Exponential functions and Euler’s formula

2022-06-05T00:00:00+00:00

$\newcommand\R{\mathbb{R}}\newcommand\C{\mathbb{C}}\newcommand\Z{\mathbb{Z}}\newcommand\Q{\mathbb{Q}}$

This post was driven by a desire to explain and prove Eulder's formula, \begin{equation}\label{euler} e^{i\theta} = \cos\theta + i\sin \theta, \end{equation} in a more conceptual way than the standard explanation using power series. Power series are still used as the key technical tool for proving the existence and uniqueness of exponential functions.

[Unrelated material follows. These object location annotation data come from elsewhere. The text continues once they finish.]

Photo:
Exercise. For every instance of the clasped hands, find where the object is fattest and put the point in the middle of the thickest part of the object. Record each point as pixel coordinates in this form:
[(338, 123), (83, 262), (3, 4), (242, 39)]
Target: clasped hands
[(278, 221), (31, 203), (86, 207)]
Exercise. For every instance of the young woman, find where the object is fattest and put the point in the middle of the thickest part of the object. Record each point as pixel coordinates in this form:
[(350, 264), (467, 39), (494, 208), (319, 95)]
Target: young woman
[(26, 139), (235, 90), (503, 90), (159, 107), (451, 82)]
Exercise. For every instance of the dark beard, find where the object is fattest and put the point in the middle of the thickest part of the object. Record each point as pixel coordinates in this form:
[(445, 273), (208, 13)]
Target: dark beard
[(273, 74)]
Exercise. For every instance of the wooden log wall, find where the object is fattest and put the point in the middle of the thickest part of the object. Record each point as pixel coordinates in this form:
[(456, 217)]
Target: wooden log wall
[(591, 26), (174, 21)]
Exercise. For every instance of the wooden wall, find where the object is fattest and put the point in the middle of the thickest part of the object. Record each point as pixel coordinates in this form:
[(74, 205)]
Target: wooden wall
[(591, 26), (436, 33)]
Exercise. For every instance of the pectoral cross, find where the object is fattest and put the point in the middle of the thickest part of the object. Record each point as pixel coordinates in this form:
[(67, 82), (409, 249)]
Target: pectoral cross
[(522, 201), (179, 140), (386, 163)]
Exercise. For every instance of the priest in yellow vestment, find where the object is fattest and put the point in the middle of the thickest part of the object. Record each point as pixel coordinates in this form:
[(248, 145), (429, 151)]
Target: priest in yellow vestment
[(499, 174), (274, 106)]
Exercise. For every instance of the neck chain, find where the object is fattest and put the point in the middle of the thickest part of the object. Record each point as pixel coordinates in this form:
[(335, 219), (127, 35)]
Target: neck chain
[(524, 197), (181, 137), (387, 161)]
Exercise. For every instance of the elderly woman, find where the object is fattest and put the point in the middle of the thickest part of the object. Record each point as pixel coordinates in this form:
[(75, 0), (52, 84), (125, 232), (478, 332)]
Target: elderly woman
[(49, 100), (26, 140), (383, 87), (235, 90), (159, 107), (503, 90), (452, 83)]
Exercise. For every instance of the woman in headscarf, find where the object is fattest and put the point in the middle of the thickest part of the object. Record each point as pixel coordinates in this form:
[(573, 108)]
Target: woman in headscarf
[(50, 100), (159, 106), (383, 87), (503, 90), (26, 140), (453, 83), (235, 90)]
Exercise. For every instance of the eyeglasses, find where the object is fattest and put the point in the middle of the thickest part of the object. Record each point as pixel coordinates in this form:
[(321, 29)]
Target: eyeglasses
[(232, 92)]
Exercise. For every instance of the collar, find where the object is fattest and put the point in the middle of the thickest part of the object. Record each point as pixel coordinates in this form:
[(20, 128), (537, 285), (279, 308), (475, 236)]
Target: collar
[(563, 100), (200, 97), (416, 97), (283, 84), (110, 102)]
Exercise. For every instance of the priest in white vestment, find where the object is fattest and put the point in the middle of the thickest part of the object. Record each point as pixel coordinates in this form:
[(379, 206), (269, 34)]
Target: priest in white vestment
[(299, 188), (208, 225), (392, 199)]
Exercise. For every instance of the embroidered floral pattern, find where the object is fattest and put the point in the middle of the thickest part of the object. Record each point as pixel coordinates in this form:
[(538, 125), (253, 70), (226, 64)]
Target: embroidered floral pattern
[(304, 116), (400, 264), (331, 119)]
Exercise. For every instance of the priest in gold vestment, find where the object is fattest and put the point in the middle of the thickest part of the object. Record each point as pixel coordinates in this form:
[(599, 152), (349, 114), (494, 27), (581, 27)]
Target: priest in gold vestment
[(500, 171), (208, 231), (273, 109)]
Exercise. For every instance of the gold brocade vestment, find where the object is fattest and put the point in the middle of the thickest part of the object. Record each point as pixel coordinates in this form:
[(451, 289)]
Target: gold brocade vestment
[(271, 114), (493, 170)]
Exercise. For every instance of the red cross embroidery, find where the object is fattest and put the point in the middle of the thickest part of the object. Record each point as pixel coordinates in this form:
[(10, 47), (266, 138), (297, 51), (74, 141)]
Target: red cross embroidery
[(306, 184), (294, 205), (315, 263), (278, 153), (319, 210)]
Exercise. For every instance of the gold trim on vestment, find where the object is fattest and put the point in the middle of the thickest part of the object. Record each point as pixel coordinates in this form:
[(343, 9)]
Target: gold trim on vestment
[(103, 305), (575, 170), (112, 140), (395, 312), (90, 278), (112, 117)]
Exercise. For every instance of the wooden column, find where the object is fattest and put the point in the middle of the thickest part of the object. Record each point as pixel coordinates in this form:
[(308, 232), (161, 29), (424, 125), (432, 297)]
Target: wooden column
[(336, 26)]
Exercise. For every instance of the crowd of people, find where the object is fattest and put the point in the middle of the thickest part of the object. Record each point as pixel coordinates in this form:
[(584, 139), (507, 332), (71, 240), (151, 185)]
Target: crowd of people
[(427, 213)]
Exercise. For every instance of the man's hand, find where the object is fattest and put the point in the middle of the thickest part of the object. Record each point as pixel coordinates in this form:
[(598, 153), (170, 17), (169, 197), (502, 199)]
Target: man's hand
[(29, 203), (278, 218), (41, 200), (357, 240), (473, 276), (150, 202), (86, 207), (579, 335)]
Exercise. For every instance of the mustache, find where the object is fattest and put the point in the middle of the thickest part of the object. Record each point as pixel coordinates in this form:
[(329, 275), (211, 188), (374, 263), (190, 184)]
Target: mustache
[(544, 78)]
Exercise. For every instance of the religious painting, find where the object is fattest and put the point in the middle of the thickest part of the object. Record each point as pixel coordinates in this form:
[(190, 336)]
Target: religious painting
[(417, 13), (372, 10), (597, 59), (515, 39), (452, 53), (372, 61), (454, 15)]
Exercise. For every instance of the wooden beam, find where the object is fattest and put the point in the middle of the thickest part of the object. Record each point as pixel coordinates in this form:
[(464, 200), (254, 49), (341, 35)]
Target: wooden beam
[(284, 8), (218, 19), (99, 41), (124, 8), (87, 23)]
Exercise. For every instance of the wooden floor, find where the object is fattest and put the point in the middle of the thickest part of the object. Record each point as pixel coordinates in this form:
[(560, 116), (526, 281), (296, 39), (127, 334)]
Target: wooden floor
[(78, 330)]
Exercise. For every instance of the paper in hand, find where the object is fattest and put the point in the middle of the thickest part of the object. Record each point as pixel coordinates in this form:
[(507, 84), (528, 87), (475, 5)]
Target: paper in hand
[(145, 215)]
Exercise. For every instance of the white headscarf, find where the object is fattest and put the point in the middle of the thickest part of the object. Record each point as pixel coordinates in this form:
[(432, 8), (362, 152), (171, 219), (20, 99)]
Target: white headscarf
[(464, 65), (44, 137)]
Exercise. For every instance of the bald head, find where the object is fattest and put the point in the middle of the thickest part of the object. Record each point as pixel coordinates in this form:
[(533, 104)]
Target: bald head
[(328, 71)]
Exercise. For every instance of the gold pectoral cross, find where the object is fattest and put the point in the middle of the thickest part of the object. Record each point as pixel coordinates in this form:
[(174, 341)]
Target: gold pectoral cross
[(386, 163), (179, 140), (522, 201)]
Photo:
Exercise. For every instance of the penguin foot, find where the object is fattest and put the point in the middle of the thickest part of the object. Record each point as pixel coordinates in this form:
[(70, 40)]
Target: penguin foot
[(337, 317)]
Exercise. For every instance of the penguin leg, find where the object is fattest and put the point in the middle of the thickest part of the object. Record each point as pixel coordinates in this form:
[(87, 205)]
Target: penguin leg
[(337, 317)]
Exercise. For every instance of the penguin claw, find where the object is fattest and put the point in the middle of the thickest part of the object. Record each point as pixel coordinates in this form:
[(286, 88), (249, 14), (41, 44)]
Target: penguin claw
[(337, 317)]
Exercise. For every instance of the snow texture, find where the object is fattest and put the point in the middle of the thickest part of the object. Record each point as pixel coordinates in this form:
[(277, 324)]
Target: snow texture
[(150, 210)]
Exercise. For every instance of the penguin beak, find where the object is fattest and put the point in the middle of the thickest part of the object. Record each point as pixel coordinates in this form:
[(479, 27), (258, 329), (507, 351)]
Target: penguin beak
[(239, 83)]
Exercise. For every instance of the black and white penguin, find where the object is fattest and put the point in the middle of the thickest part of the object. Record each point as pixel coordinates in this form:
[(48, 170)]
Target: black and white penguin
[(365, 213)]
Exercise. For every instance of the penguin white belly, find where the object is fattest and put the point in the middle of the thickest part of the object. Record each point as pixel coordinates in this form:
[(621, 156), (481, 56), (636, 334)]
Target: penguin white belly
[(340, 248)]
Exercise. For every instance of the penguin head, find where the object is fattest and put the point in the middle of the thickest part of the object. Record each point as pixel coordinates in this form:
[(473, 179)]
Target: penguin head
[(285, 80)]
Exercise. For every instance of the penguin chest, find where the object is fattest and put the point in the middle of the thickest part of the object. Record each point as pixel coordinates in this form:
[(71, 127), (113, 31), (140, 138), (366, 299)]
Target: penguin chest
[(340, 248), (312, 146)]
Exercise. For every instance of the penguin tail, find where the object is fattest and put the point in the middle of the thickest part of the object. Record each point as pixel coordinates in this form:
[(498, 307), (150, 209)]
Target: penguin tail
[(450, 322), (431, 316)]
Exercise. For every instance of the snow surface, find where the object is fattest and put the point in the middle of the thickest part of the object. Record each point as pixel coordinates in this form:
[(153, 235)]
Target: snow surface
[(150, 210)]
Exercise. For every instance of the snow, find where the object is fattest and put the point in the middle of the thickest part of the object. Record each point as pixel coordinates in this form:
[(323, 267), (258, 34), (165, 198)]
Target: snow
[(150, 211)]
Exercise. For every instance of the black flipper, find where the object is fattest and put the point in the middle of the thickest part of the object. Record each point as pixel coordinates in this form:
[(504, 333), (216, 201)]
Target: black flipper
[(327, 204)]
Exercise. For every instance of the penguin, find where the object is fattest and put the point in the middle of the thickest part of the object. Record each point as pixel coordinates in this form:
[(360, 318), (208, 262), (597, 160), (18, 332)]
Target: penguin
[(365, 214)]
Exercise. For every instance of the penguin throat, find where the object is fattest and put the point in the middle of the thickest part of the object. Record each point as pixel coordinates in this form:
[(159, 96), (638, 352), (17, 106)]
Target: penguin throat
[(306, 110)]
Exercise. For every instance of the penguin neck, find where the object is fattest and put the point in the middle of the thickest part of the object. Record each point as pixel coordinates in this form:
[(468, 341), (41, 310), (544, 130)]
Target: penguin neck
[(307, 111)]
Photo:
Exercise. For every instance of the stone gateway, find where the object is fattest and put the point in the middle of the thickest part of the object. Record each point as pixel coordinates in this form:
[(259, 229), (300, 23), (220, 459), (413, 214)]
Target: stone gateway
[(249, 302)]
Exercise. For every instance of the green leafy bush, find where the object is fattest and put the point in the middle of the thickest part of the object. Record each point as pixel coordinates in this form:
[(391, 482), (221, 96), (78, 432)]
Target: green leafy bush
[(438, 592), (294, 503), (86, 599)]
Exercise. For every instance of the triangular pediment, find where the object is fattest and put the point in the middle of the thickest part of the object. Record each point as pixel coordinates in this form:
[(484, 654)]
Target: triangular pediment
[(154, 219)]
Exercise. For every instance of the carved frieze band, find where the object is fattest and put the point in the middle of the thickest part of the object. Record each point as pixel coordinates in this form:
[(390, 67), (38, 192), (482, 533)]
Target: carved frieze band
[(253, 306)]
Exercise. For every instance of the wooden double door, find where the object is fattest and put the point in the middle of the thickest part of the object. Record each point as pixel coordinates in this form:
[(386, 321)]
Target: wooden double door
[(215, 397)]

Acknowledgements. This was provoked by a Quanta Magazine article by Steven Strogatz on how to prove Euler's formula using power series. The discussion below was inspired by Michael Hutchings' observation that Euler's formula can be proved by solving an ordinary differential equation. I'd also like to thank Dan Lee, Keith Conrad, and my other Facebook friends for their comments and corrections.

Introduction

At first, even the meaning of the left side of Euler's formula \eqref{euler} is unclear. The standard approach is to use power series to define $e^{i\theta}$ and prove Euler's formula. The argument is outlined below. It is simple and elegant. I have, however, always found it unsatisfying, since the power series alone provides little intuition into what's going on.

Here, I provide an alternative approach that I find that is easier to understand intuitively. Moreover, it accomplishes much more. Using only calculus, it provides definitions of the constants $\pi$ and $e$, as well as definitions and basic properties of the exponential, sine, and cosine functions, including Euler's formula.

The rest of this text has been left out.